Anybody know of other Swiss recipes, other than cheese fondue?  You don't hear that much about great Swiss cooks or foods besides their chocolate.


----------



## kansasgirl (Jan 13, 2005)

I have a few others. I think there are some cuisines that are largely overlooked, Swiss recipes being one of them. I will post these now and more to come.

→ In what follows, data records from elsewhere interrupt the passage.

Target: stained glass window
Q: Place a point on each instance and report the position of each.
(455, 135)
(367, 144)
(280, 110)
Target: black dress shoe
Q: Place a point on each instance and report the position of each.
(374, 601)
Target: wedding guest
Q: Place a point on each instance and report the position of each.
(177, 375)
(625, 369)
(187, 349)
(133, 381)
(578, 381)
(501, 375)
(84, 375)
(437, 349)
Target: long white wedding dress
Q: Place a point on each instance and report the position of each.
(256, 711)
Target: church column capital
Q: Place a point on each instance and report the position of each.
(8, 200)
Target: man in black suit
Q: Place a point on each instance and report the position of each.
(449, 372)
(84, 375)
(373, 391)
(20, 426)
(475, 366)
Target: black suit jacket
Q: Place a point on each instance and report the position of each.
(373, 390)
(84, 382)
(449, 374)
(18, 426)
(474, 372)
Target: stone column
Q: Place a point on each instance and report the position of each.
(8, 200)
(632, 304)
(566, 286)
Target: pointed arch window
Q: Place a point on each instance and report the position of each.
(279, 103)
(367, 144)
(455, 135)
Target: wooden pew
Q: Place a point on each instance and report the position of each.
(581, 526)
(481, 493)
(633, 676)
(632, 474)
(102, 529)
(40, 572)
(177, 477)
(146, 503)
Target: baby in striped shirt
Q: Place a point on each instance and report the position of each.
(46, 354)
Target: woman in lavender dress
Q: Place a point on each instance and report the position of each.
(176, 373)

Swiss Bread Pudding - Brotauflauf
1/2 lb Fresh bread rolls (yeast-type)
1/2 c White wine (can use all milk)
1/2 c Milk 
1/2 c Melted butter 
1 c Sugar 
1/2 ts Cinnamon 
Juice and zest of 1 lemon 
2 tb Rum 
4 Egg yolks 
4 Egg whites, beaten stiff 

Preheat oven to 375F.  Butter a medium souffle, or a casserole with sides. Set aside.
1.Cut the bread rolls into thin slices. Put them in a saucepan, pour over the wine or milk, and heat them gently, breaking them up a little as they soften. 
2.Combine the melted butter, sugar, cinnamon, lemon juice and zest, rum, and egg yolks. Beat well, and add them to the bread and wine/milk mixture. Mix well. 
3.Carefully fold in the egg whites, and put the mixture into a buttered souffle dish. Bake for an hour or until puffed and golden. Serve with a vanilla or sweet wine sauce if desired.

Lucerne Gingerbread
2 c  Fresh cream 
3  Lemons, juiced
1/3 c Pear puree 
1/2 c Sugar 
1 tb Mixed ground spices, any combination (star anise, cloves, cinnamon, ginger, nutmeg, cardamon) 
1 ts Baking soda 
4 1/2 c Whole wheat flour 
6 oz Walnuts, roughly chopped

Preheat oven to 350F
1.Add the lemon juice to the cream and leave for a few minutes to allow the cream to curdle slightly. 
2.Mix together the cream, pear puree, sugar, mixed spices and baking soda. Add the flour. Mix until well blended and then add the nuts. 
3.Fill a cake tin or flan ring with 6 cm high sides with gingerbread batter.
4.Bake in the oven for 50 minutes. Allow to cool throughly and serve cold.


----------



## mudbug (Jan 14, 2005)

Thanks, kansasgirl.  Interesting about the pear puree in the gingerbread.  I made some "regular" gingerbread over the holidays and was thinking of serving it with canned pears and whipped cream.  Nobody here was interested - they ate it all up for breakfast.


----------



## lyndalou (Jan 15, 2005)

Where can I get the pear puree? Can I just puree canned pears in my blender?


----------



## kansasgirl (Jan 15, 2005)

I think that very soft fresh pears are best for pureeing, but you can also used canned or even baby food.


----------